My game is 100% ModuleScripts, with 1 Script and 1 LocalScript that initialize the game. Every single part or animated model in my game’s map is generated locally on the client (or locally on the server in a Camera) so that I have absolute control over replication.

It’s important that plugins, commands, and other code are able to benefit from multithreading without spamming Actors and Scripts. Would it possible to pass serialized parameters to the task function? Proper usage could be enforced through syntax warnings, and it could be idiomatically similar to pcall(foo, ...):

task.run(function(cframe: CFrame, parts: {BasePart}, offsets: {CFrame})
	-- This "chunk" is equivalent to starting a script inside an Actor, and can't access upvalues.
	
	local partCFrames: {CFrame} = table.create(#parts)
	game:GetService("RunService").Heartbeat:ConnectParallel(function()
		local cframe2: CFrame = cframe * CFrame.Angles(0, os.clock() % (math.pi*2), 0)
		for i, offset: CFrame in ipairs(offsets) do
			partCFrames[i] = cframe2 * offset
		end
		task.synchronize()
		workspace:BulkMoveTo(parts, partCFrames, Enum.BulkMoveMode.FireCFrameChanged)
	end)
end, CFrame.new(0, 16, 0), parts, offsets)
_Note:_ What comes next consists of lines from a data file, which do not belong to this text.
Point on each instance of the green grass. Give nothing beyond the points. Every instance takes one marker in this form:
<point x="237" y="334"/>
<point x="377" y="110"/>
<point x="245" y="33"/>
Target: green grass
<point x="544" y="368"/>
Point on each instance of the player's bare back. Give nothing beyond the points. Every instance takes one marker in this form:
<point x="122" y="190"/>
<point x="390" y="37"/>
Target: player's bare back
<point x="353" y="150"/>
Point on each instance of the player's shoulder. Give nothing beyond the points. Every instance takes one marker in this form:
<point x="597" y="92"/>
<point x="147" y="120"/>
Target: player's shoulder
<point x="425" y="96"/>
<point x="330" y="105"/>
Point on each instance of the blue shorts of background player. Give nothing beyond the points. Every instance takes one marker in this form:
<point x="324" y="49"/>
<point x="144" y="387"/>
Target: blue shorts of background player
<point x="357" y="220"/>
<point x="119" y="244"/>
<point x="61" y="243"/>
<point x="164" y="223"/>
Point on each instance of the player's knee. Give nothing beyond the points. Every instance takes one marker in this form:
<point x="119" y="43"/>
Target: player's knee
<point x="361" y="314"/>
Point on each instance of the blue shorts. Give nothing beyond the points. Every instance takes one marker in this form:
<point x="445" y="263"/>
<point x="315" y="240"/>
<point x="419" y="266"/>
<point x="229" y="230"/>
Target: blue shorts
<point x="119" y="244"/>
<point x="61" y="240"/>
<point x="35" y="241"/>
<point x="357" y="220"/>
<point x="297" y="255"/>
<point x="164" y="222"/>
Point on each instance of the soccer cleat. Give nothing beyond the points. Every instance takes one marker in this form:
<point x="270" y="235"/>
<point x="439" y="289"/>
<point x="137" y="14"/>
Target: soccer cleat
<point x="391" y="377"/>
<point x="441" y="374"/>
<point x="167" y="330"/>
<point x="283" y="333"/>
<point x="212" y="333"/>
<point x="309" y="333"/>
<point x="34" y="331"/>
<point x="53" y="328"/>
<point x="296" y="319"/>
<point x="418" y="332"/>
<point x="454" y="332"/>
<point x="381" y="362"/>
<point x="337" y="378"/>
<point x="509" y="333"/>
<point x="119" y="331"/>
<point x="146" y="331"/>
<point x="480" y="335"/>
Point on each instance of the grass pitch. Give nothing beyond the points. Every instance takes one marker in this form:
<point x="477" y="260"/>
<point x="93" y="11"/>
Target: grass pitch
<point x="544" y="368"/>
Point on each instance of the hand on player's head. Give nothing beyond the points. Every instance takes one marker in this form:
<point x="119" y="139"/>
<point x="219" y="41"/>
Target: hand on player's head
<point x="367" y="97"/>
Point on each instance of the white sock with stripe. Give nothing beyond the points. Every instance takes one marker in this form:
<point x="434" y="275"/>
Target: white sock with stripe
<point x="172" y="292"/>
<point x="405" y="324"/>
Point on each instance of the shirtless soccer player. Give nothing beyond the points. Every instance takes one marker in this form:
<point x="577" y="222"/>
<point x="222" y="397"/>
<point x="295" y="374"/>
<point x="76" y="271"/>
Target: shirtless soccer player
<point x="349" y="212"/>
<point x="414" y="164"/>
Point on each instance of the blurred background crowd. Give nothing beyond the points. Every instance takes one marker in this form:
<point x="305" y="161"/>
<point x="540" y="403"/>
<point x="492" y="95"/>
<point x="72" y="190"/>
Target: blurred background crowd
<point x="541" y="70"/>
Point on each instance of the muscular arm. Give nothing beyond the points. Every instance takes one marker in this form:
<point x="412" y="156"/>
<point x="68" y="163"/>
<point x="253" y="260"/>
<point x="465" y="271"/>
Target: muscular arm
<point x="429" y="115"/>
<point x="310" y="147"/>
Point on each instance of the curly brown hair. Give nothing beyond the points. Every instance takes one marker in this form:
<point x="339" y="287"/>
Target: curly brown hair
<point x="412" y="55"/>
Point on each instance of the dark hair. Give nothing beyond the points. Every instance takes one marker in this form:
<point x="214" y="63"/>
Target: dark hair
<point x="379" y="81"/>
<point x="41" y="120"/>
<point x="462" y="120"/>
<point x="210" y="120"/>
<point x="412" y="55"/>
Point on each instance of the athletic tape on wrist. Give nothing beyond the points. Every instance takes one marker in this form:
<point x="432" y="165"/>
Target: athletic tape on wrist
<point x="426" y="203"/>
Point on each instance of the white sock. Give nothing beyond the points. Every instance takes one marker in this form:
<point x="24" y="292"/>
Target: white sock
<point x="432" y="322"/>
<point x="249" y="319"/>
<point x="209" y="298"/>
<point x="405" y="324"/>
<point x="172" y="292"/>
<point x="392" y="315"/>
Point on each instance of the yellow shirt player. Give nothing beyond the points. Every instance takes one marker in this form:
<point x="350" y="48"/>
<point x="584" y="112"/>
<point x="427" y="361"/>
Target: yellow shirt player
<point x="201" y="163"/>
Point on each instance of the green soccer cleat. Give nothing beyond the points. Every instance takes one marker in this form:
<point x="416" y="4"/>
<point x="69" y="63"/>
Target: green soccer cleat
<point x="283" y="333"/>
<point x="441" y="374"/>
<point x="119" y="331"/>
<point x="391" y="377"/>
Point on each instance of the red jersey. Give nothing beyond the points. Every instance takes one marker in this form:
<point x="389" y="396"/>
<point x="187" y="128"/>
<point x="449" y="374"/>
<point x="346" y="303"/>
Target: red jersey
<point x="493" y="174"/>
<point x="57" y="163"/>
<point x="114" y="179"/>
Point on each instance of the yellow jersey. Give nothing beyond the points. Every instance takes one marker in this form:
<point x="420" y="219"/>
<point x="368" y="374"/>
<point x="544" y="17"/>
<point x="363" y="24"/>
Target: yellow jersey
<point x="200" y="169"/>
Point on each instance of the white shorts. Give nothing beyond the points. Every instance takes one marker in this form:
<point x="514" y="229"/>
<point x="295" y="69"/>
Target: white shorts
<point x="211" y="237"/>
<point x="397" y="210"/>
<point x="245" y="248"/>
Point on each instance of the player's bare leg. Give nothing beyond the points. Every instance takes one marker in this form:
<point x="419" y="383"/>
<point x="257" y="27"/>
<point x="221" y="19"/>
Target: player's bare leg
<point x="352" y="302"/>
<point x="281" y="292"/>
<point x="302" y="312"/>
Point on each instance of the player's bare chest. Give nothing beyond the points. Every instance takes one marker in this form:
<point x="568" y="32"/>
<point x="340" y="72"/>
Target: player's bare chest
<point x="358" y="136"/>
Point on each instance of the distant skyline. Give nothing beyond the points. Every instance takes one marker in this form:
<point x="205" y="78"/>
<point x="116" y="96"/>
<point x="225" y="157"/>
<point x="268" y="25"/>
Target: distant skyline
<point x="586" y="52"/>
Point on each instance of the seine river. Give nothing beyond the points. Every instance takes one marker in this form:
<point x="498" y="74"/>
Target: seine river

Perhaps upvalues could serialize automatically so long as they are immutable upvalues of simple types. This includes boolean, nil, string, number, most roblox types, and maybe even other functions that can serialize their immutable upvalues in the same way (this could back-propagate and cache each referenced static function for the new thread, which is likely more performant than completely re-requiring all dependencies.) An error could be thrown if an upvalue is of an incompatible type. Serializing table upvalues are where things start to break down; A record type or some way to permanently lock a table might make this usable without confusion, but they’d still need to be serialized.

Would it be possible for a task to explicitly mark itself to run in parallel with a specific hierarchy, hierarchies, or specific instances?
Would we expect any problems from nesting Actors?